Коршун
Его спрашивали, чем он, собственно, занимается. Почему так долго размышляет, стоя посреди зала, пусть даже и тёмного, едва освещённого этим красивым беззвучным светом, проникающим в окна из соседнего монастырского двора; почему так медлит, прежде чем изменить незаметным мазком взгляд Богоматери или решить, каким будет изгиб её плеча,или выбрать на стене место, где рука Младенца прикоснётся к виноградной грозди, лежащей в корзине. И ещё: почему он сперва изобразил это большое тело обнажённым и лишь потом, то и дело возвращаясь к этюдной разработке наиболее потаённых изгибов, с нежной заботливостью облачил его в платье, — причём делал это, к примеру, в те минуты, когда на фреску, почти полностью смывая её светлые краски, падали лучи осеннего солнца. Почему, решались спросить наиболее смелые из нас, он провёл подобным образом уже столько лет, столько долгих лет, в течение которых, все это видят, он окончательно превратился в старика, так что его собственное тело, еле различимое в сумраке галереи, тоже поблекло, превратилось в бледную тень, а его руки дрожат? И ведь как много картин было написано им в то время, что длилась эта работа, — но все они, хотя казались нам вполне завершёнными и необыкновенно прекрасными, откладывались в сторону, а потом исчезали, растворялись в других, возникавших на их месте! Чего он хочет? Чего ждёт, о чём мечтает, чего добивается?

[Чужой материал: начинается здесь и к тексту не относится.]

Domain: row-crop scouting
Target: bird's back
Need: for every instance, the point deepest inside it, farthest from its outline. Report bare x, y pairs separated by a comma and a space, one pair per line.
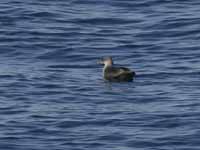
118, 74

Он улыбался, но молчал, и тут не спеша с ответом. Может быть, своеобразное затворничество, которому он предавался,сделало его робким; может быть, он почти перестал замечать ход времени, не отличая его — во всяком случае, на протяжении своего рабочего дня — от неровного и весёлого журчанья фонтанчика в монастырском дворе. Но однажды вечером он всё же ответил. — Я стараюсь писать так, — ответил он нам, — чтобы не дать коршуну обрести форму.
— Сколько раз, — продолжал он, уже без улыбки, — сколько раз он появлялся там, на моей фреске: клевал этот виноград, взмахивал крыльями внутри этих одежд. Но прошло время, и я решил, что наконец прогнал его, что вот-вот кончу мою работу, иными словами, умру. Теперь изображение совершенно прозрачно. Виноград — это только виноград, женщина — только взгляд и тело, младенец на её коленях — только вселенная, во всей её очевидности, и ничто иное.
Он умолк, надолго. Мы не смели нарушить наступившую тишину. И вдруг он заговорил вновь:
— Однажды ночью, уже давно, я проснулся и встал с кровати: сквозь колонки галереи узкими пучками пробивался свет полной луны, освещая стену, на которой виднелась моя фреска, уже почти конченная. В этом свете, не уступавшем яркости дневному, я вновь увидел синие и красные тона, в которые вложил, мне казалось, так много своего терпения.
Коршун был тут, спокойный, невозмутимый. Обнажённые колени Богоматери, её волосы, кольцами падающие на плечи, её корона, сверкающая самоцветами, улыбка, которой отзывалось всем своим прекрасным, пламеневшим ликом, в венке из виноградных ветвей и гроздьев, дитя на её руках, — то были крылья и когти, шея и причудливый клюв гигантского коршуна, выглыдывавшего из тёмной листвы какого-то дерева, где он сидел почти на самой верхушке, не сводя глаз с чего-то непостижимого, находящегося за пределами мира. Я закричал от боли. Он улетел.
Но все последующие годы, друзья мои, я кричал не переставая: этот крик и был тем, что вы называете моим молчанием.